2015-05-07

This is a selection of my MoneyComments on the property market in 2007

ST Moneycomment – Jan 31/07

HAUGHEY’S LEGACY:  NOW WE ALL SPEND LIKE A CHARLIE

Charlie Haughey’s true legacy to the Irish people is surely the example he gave us of how rewarding it is to spend beyond one’s means.  His family may hope he will be treated more kindly by future historians, but I think he’s already become the pin-up boy for thousands as the wildest spender of them all.

In his case, he achieved his lavish lifestyle through tax-free handouts from his business cronies, by intimidating spineless bank managers and by outright theft, but that doesn’t diminish for a second how seductive and inspirational was that lifestyle.

It may have taken us 30 years longer than Charlie, but today, nearly everyone with a half decent job and a modest mortgage can draw down a ‘mere’ €100,000 (as someone recently described it to me) of equity in their home and spend like a Haughey.

As our current Taoiseach subsequently discovered, after Charlie filled in the blank cheques that Bertie signed for him back in the ‘80s, you can buy a lot of bling with other people’s money (or OPM, as it is also known.) Today, it buys factory girls and bankers alike widescreen tellies, shopping weekends in New York, helicopter rides with the mistress, and if not the island itself, plenty of visits to one.  You could even have a portrait of yourself on a horse painted for €100K and still have change left over.
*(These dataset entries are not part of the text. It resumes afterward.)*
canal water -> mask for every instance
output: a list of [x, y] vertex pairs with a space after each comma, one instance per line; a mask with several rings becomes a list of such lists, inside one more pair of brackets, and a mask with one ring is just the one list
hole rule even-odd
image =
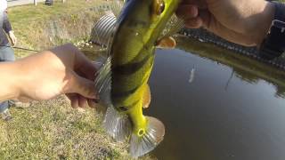
[[282, 72], [198, 44], [157, 51], [147, 115], [164, 123], [166, 135], [151, 155], [163, 160], [284, 160]]
[[177, 49], [157, 50], [144, 113], [164, 123], [166, 135], [151, 155], [284, 160], [284, 71], [188, 38], [179, 38]]

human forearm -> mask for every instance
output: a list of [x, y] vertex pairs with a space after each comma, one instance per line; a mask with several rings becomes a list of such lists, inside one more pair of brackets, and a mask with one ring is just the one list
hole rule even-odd
[[12, 31], [11, 23], [10, 23], [10, 21], [8, 20], [8, 15], [7, 15], [6, 12], [4, 13], [3, 28], [7, 34], [9, 34], [9, 32]]
[[274, 4], [269, 2], [259, 8], [259, 14], [254, 20], [254, 25], [248, 34], [253, 33], [253, 38], [256, 45], [260, 45], [269, 32], [274, 18]]
[[15, 62], [0, 63], [0, 101], [18, 98], [21, 84], [20, 77]]

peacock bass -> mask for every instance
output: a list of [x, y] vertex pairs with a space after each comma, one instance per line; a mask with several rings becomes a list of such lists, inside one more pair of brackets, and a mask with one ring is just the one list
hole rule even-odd
[[[134, 157], [150, 151], [163, 140], [164, 124], [142, 115], [148, 105], [147, 84], [158, 45], [175, 42], [161, 36], [180, 0], [127, 0], [118, 17], [108, 44], [108, 58], [95, 80], [108, 108], [104, 127], [115, 140], [130, 142]], [[173, 44], [173, 43], [170, 43]]]

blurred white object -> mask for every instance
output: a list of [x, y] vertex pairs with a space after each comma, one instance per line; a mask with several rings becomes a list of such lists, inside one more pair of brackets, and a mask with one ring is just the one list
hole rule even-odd
[[7, 9], [7, 1], [6, 0], [0, 0], [0, 12], [4, 12]]

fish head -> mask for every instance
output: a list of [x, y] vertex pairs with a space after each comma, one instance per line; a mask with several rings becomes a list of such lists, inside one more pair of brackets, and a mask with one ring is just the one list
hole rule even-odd
[[181, 0], [128, 0], [118, 17], [118, 36], [134, 40], [137, 50], [142, 46], [153, 47], [180, 2]]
Of course, the old crook didn’t have to pay back anywhere near the €45 million of OPM that he took.  So if the Irish consumer is to learn anything from Charlie’s example, it is to cultivate a circle of rich businessmen before you get too fond of Charvet shirts.

ends

ST Moneycomment – Feb 3/07

DELUSIONAL PUNTERS KEEP FEEDING THE BUBBLE

The level of complacency in this country about personal debt is mind-boggling:  a new homebuyer survey shows that 45% of the people queried said they would happily pay higher mortgage interest rates if it meant they wouldn’t have to save for a deposit. That figure rose to 50% for first time buyers and those in Dublin.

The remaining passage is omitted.